Et puis ensuite, seulement, vient la nécessité de respecter, de garder les commandements : la vie de relation avec le Seigneur est première, elle se traduit ensuite dans une façon de vivre, de vivre l’Évangile comme l’expression de cette relation vivante avec le Seigneur. A chaque époque où il a fallu réformer l’Église, cela s’est fait autour de la sainteté, c’est-à-dire de l’expérience vécue avec le Christ pour lui ressembler, de l’expérience vécue avec celui qui est bien plus présent que n’importe qui d’autre. C’est cette expérience-là que Dominique a cherché à vivre et à faire vivre et que chacun d’entre nous, chacun d’entre vous, cherchons, cherchez à vivre et à faire vivre autour de nous. C’est bien ce que vous, comme amis, compagnons, frères et sœurs de Dominique, vous voulez vivre pour garder vivante cette relation en vous avec le Seigneur, la faire partager, la faire vivre comme une relation vivante et toujours actuelle.

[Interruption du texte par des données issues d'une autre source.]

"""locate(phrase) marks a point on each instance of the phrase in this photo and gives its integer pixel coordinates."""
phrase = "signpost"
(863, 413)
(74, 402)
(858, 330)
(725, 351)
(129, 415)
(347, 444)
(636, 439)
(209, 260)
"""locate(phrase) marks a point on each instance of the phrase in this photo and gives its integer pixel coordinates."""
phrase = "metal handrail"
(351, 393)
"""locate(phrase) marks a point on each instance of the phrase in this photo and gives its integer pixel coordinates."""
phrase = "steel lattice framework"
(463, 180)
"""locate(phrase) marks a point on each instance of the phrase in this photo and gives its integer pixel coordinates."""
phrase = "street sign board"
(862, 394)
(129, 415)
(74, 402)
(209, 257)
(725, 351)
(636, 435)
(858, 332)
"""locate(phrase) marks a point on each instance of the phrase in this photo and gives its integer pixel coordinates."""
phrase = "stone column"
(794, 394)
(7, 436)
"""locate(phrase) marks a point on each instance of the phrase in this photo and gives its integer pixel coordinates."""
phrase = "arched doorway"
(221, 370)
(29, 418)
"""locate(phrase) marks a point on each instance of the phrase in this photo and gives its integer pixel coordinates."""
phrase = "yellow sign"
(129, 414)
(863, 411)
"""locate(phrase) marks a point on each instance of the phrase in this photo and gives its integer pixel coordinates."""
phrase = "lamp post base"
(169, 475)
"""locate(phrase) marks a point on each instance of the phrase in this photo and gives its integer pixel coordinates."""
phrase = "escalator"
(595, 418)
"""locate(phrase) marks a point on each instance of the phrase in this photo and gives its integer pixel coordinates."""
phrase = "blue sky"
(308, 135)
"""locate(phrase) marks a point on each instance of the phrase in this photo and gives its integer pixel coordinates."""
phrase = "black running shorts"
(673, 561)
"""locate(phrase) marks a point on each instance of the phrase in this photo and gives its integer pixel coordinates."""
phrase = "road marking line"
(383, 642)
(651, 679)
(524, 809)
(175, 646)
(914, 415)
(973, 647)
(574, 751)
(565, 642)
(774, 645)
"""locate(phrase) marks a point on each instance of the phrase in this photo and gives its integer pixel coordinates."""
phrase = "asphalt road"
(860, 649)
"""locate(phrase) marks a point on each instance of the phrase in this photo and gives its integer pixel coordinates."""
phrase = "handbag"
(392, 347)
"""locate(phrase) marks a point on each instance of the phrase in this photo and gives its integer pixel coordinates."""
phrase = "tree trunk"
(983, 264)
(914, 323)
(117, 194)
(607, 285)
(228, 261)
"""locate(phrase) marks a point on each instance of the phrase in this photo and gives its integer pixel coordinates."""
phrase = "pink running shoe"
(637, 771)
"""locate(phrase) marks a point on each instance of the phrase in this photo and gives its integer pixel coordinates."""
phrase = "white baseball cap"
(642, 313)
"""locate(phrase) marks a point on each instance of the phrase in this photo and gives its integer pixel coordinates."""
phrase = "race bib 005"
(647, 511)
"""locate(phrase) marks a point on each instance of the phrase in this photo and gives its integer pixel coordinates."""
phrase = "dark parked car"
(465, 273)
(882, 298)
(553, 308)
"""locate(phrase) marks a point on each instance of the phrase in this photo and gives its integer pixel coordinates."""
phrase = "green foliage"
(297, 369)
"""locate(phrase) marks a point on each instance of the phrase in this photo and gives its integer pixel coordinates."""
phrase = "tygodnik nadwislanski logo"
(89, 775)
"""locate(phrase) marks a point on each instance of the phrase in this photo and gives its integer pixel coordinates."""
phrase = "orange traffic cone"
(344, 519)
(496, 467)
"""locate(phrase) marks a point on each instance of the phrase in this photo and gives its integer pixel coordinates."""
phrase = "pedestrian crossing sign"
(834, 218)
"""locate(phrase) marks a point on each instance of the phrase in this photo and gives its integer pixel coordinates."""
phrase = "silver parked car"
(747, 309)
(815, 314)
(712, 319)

C’est ce que vous cherchez, c’est - dans les circonstances présentes de l’Église - la seule recherche valable que nous ayons à faire. Elle est autour de cette façon d’être avec le Christ, elle est autour de cette expérience ecclésiale, elle est autour de cette expérience sacramentelle déjà entrevue à travers l’accueil de la parole de Dieu. C’est tout cela que vous voulez vivre, c’est tout cela que, je l’espère, l’Église tout entière cherche à vivre, et en union avec elle l’Église diocésaine de Paris : c’est ce que de façon très forte je désire, je crois, et j’espère avec vous.

Ensemble nous pouvons exprimer, avec la grâce de Dieu et la certitude de sa miséricorde pour chacun d’entre nous et pour tous les pécheurs, la présence vécue du Seigneur dans notre façon d’être avec lui, qui est présent pour toujours avec nous.